Quality Control – Star Wars (NES)
Well, I tried to beat this game. I couldn’t. This game is very hard. That said, I made it through Tatooine, with the help of the map in Nintendo Power, and I made it through the asteroid sequence through what I guess is dumb luck. However, after arriving on the Death Star, I ran into a brick wall. Well, not literally, but figuratively. I couldn’t find where to go next. That said, I do feel that I experienced most of the pieces of the game experience, at least enough so that I feel comfortable rating the game. So, let’s get started
A long time ago, in a galaxy far away… oh you know the whole plot already. Seriously, the game sticks fairly close to the basic plot points, though it embellishes on them to bring the game to a length that would be acceptable for a commercial release.
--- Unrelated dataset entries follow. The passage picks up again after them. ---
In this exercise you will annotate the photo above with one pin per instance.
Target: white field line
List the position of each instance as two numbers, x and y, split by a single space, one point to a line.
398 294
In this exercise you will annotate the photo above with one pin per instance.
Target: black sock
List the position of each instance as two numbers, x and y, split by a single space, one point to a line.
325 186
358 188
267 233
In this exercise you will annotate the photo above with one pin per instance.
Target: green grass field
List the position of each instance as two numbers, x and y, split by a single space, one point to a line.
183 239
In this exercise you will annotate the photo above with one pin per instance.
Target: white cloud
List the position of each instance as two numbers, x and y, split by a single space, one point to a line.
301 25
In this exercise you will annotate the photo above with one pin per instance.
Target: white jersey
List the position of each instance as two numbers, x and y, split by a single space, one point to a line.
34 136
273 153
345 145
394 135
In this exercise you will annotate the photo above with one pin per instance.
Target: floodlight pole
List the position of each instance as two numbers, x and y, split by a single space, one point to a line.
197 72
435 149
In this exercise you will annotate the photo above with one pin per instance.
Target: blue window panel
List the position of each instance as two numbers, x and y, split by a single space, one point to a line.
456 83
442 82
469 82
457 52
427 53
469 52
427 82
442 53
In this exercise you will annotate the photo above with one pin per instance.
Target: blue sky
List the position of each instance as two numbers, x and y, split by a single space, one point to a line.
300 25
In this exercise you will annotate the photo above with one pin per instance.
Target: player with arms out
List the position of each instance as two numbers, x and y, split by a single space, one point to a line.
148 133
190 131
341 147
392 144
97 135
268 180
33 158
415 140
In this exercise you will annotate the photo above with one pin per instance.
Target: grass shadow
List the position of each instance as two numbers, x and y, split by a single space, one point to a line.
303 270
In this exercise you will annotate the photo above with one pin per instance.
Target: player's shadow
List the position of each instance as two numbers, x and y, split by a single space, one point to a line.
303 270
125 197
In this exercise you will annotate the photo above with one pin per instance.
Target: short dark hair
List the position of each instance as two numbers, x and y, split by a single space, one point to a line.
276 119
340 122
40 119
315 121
The weapon selection of the game is moderately balanced. All the playable characters carry blasters, which don’t do a lot of damage, but have very good range – in that the shots go the entire length of the screen. However, they don’t deal a lot of damage in comparison to Luke’s light saber, which will kill most enemies in one hit. However, most enemies will kill you in one or two hits if you make contact with them, but blaster bolts will take a bunch of hits to kill you.
Additionally, spikes won’t kill you instantly. Usually, if there’s a platform nearby at a jumping height you can survive while losing only about one-third-to-one-fourth of your life bar. After being killed numerous times from Castlevania to Mega Man to Ninja Gaiden by lightly brushing spikes, this is a very nice touch.
During the asteroid sequence I didn’t get much feedback about where the asteroids are coming in, and having enemies on the over-world on Tatooine when you can’t fight back is also a pain in the neck. Some of the jumping puzzles were also a nuisance, and I’m not a fan of the falling damage – that’s a “feature” that could have been eliminated from the game entirely.
From Mos Eisley on I found myself basically encountering bullet-hell segments in the game. In particular, the Bounty Hunters on Mos Eisley are incredibly cheap, as once you shoot them they’ll take off with their jet-pack while still shooting, and if they hit you once, all their bullets will home in. Also, once I got on the Death Star, I actually ran into a situation in one room where there were enough bullets being shot at me on screen that the game lagged. Now, if this were Contra, where my gun had more power to it, and I could shoot on the diagonal, this wouldn’t necessarily be a problem. But it’s not Contra, I can’t shoot on the Diagonal, nor can I shoot straight up or down, or jump high enough to take out some of the more dangerous enemies who are shooting at me. Thus, the deaths I end up experiencing can justifiably be described as “cheap”.
Yes, I am aware that this is an “old-school” NES game, and old school NES games are hard. However, as I’ve said repeatedly, they weren’t always hard in a good way. Some times they were hard because they tied one or both hands behind your back. That’s not a good way of being hard, that’s a bad way of being hard.
This game is hard, in the bad way.
For now, I’m going to recommend giving Star Wars for the NES a miss. As it is there’s Super Star Wars as well, which I’ll be reviewing later, when I come to it.